Talvez o nome da livraria seja inspirado por L'écume des jours, de Boris Vian, que também frequentava o café do lado; entrei na livraria e fiquei imediatamente fascinada com o aspecto, a beleza das estantes preenchidas, o charme antigo. Há inclusive uma estante dedicada a edições em inglês, mas, em vez de ter literatura francesa em inglês (algo que acho que devia ser uma aposta maior por Paris, dada a afluência de turistas), tinha maioritariamente literatura contemporânea.

 

E talvez comprar um livro de Boris Vian tivesse sido o mais adequado à ocasião, mas comprei a edição de L'Étranger, de Camus, em Banda Desenhada, publicado em 2013 pela ocasião do centenário do autor. França (juntamente com a Bélgica) tem uma fortíssima tradição de banda desenhada - como já disse antes, há mais estantes de banda desenhada na Fnac aqui que de literatura traduzida numa Fnac portuguesa -, e tinha o livro já debaixo de olho.

 

Ganhou rapidamente o título de minha livraria preferida em Paris.

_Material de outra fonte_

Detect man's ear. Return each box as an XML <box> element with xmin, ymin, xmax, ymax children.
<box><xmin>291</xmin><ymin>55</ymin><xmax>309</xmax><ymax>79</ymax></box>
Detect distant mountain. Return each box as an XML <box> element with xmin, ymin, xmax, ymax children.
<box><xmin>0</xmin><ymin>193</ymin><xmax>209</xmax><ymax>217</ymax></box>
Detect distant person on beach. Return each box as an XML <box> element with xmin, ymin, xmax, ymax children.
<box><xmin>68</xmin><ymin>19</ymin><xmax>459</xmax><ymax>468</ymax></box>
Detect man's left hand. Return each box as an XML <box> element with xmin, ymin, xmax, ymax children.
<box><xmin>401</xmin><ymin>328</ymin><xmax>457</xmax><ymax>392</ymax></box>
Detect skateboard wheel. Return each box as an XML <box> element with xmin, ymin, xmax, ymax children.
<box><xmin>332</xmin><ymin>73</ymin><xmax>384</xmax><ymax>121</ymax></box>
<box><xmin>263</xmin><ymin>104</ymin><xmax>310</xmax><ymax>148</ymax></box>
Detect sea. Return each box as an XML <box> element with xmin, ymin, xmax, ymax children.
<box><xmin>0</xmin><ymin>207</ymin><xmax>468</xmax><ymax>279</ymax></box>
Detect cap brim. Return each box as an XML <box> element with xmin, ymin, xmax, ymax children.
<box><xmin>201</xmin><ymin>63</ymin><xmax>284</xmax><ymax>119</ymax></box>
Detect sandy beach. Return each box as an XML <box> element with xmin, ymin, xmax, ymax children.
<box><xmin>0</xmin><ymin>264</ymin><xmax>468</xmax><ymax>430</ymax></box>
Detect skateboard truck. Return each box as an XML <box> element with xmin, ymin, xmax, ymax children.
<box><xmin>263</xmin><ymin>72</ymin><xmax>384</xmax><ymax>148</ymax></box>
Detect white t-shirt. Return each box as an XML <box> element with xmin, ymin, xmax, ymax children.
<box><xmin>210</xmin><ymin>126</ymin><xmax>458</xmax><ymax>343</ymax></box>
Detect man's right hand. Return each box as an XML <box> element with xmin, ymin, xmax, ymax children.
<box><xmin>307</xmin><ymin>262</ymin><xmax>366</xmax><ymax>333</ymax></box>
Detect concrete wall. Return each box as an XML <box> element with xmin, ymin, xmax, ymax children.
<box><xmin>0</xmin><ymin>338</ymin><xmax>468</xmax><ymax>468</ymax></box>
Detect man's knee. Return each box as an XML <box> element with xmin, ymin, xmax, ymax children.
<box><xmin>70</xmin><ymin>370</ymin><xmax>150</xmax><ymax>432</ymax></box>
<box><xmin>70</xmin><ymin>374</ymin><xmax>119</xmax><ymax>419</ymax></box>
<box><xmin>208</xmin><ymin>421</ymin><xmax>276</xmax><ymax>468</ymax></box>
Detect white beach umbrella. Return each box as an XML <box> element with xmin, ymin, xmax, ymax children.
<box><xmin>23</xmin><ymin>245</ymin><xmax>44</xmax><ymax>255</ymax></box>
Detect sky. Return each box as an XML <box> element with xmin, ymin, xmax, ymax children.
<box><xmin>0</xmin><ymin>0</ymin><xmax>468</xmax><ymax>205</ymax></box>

Lamento, Shakespeare & Company. Voltei lá uma semana depois, meio por acaso - fui ao Musée Delacroix, por ser primeiro Domingo do mês, logo, grátis (poupo-vos a visita - não vale a pena, infelizmente; vejam antes os frescos de St. Sulpice, que é grátis, ou La Liberté guidant le peuple, no Louvre), e a livraria é muito perto. Veio um clássico infantil de renome - a Histoire de Babar, o elefante da nossa infância* - e as ilustrações de Paris da autoria de Sempé (conhecido por ser, juntamente com René Goscinny, co-autor de Le Petit Nicolas).

* Estou a par das acusações de racismo e colonialismo em torno de Babar, especialmente no que toca ao segundo livro, que não comprei precisamente por causa disso; mas quero ler e apreciar por mim.